Add the PPC64 ldbrx/stdbrx instructions

These are 64-bit load/store with byte-swap, and available on the P7 and the A2.
Like the similar instructions for 16- and 32-bit words, these are matched in the
target DAG-combine phase against load/store-bswap pairs.

git-svn-id: https://llvm.org/svn/llvm-project/llvm/trunk@178276 91177308-0d34-0410-b5e6-96231b3b80d8
diff --git a/lib/Target/PowerPC/PPCISelLowering.cpp b/lib/Target/PowerPC/PPCISelLowering.cpp
index 3275315..eba762f 100644
--- a/lib/Target/PowerPC/PPCISelLowering.cpp
+++ b/lib/Target/PowerPC/PPCISelLowering.cpp
@@ -6604,7 +6604,9 @@
         N->getOperand(1).getOpcode() == ISD::BSWAP &&
         N->getOperand(1).getNode()->hasOneUse() &&
         (N->getOperand(1).getValueType() == MVT::i32 ||
-         N->getOperand(1).getValueType() == MVT::i16)) {
+         N->getOperand(1).getValueType() == MVT::i16 ||
+         (TM.getSubtarget<PPCSubtarget>().hasLDBRX() &&
+          N->getOperand(1).getValueType() == MVT::i64))) {
       SDValue BSwapOp = N->getOperand(1).getOperand(0);
       // Do an any-extend to 32-bits if this is a half-word input.
       if (BSwapOp.getValueType() == MVT::i16)
@@ -6625,7 +6627,9 @@
     // Turn BSWAP (LOAD) -> lhbrx/lwbrx.

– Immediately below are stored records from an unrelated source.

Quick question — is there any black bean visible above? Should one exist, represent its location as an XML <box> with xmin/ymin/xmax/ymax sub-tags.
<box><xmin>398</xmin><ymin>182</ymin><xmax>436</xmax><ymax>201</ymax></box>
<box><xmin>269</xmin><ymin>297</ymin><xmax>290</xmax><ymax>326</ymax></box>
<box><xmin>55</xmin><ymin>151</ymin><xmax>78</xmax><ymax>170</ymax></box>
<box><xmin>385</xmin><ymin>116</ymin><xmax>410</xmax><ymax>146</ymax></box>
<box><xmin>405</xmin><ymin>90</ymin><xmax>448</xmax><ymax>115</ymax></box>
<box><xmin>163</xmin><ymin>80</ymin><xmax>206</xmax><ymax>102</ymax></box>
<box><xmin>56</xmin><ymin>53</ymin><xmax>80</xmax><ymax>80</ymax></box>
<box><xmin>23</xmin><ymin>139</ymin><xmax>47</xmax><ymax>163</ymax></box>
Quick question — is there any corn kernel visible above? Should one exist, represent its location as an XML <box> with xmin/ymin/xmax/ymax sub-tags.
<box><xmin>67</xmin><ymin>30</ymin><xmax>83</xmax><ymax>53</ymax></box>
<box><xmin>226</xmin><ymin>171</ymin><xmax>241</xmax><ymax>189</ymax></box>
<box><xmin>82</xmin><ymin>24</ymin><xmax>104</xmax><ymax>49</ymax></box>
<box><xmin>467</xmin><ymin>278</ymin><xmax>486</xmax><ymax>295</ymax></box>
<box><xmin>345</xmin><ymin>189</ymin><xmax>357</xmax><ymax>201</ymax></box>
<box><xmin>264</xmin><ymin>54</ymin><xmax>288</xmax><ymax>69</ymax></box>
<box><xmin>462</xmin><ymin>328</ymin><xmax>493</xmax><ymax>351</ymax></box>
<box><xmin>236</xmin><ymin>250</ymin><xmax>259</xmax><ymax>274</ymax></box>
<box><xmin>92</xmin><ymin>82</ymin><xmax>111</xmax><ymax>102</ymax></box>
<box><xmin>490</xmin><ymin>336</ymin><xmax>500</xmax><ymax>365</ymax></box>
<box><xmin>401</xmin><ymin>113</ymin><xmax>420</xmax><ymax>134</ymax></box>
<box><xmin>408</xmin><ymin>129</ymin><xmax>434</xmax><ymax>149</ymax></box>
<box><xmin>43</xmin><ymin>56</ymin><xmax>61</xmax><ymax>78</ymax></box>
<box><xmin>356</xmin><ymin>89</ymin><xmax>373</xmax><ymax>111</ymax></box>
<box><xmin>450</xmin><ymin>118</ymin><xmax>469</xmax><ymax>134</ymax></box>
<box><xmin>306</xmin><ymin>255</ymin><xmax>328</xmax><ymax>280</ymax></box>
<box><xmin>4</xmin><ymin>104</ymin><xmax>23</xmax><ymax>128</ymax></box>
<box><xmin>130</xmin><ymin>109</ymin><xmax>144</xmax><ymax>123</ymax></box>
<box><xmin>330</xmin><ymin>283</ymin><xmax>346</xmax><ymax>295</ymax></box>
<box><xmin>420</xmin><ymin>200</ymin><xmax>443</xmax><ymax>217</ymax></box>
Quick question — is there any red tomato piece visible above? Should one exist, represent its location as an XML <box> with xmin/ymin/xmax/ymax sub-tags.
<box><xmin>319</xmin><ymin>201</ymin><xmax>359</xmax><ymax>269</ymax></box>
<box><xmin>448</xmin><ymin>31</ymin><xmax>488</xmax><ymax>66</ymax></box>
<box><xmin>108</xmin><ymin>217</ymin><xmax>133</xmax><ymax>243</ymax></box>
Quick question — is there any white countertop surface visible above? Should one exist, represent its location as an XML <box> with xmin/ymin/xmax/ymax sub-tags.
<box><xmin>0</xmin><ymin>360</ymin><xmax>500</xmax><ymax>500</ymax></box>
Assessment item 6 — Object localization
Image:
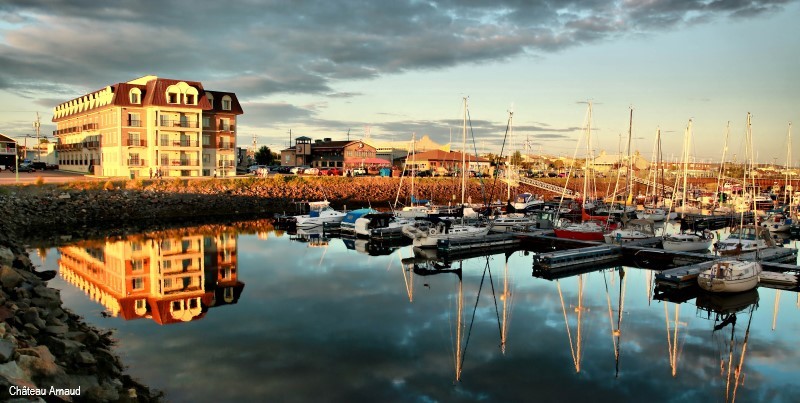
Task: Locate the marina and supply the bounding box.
[21,218,800,401]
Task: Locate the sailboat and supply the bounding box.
[661,119,714,252]
[402,97,490,248]
[761,122,794,232]
[697,113,772,292]
[553,101,620,242]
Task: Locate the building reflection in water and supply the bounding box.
[58,231,244,325]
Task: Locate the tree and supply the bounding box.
[511,151,522,166]
[256,146,275,165]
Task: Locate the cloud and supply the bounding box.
[0,0,787,97]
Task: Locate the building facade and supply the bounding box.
[0,134,17,168]
[53,76,243,178]
[281,136,382,170]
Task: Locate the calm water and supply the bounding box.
[32,226,800,402]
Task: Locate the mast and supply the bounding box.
[681,119,692,218]
[461,97,468,206]
[581,101,592,211]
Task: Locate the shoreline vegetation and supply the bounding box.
[0,175,716,402]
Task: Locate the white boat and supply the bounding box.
[761,213,792,232]
[492,213,538,232]
[661,231,714,252]
[697,259,761,292]
[636,208,668,221]
[714,225,775,256]
[355,213,414,237]
[603,220,656,243]
[295,200,347,228]
[402,220,489,248]
[511,193,544,212]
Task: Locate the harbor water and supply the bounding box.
[31,223,800,402]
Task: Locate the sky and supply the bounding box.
[0,0,800,166]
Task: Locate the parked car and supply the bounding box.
[319,167,342,176]
[9,163,36,172]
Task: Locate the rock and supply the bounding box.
[0,361,27,383]
[75,351,97,365]
[0,266,24,290]
[22,307,46,329]
[47,336,84,356]
[22,323,39,336]
[44,325,69,337]
[17,346,63,378]
[0,340,16,363]
[0,246,14,266]
[33,285,61,302]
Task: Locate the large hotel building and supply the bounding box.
[53,76,243,178]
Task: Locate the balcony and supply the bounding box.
[161,140,199,147]
[128,139,147,147]
[83,140,100,149]
[161,159,200,167]
[156,119,199,129]
[128,158,147,167]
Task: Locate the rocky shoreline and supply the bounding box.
[0,176,576,402]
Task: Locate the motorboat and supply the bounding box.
[714,225,775,256]
[661,230,714,252]
[511,193,544,212]
[697,259,761,293]
[402,220,490,248]
[295,200,347,228]
[603,220,656,243]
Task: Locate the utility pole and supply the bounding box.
[33,112,42,162]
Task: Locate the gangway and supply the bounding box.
[631,176,675,193]
[518,178,575,195]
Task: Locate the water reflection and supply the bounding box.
[57,231,244,325]
[23,221,800,401]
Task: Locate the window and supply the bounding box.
[129,88,142,105]
[131,259,144,271]
[128,113,142,127]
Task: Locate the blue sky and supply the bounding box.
[0,0,800,165]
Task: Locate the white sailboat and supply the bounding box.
[661,119,714,252]
[402,97,490,248]
[697,113,772,293]
[295,200,347,229]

     if (ISD::isNON_EXTLoad(N->getOperand(0).getNode()) &&
         N->getOperand(0).hasOneUse() &&
-        (N->getValueType(0) == MVT::i32 || N->getValueType(0) == MVT::i16)) {
+        (N->getValueType(0) == MVT::i32 || N->getValueType(0) == MVT::i16 ||
+         (TM.getSubtarget<PPCSubtarget>().hasLDBRX() &&
+          N->getValueType(0) == MVT::i64))) {
       SDValue Load = N->getOperand(0);
       LoadSDNode *LD = cast<LoadSDNode>(Load);
       // Create the byte-swapping load.
@@ -6636,7 +6640,9 @@
       };
       SDValue BSLoad =
         DAG.getMemIntrinsicNode(PPCISD::LBRX, dl,
-                                DAG.getVTList(MVT::i32, MVT::Other), Ops, 3,
+                                DAG.getVTList(N->getValueType(0) == MVT::i64 ?
+                                              MVT::i64 : MVT::i32, MVT::Other),
+                                              Ops, 3,
                                 LD->getMemoryVT(), LD->getMemOperand());
 
       // If this is an i16 load, insert the truncate.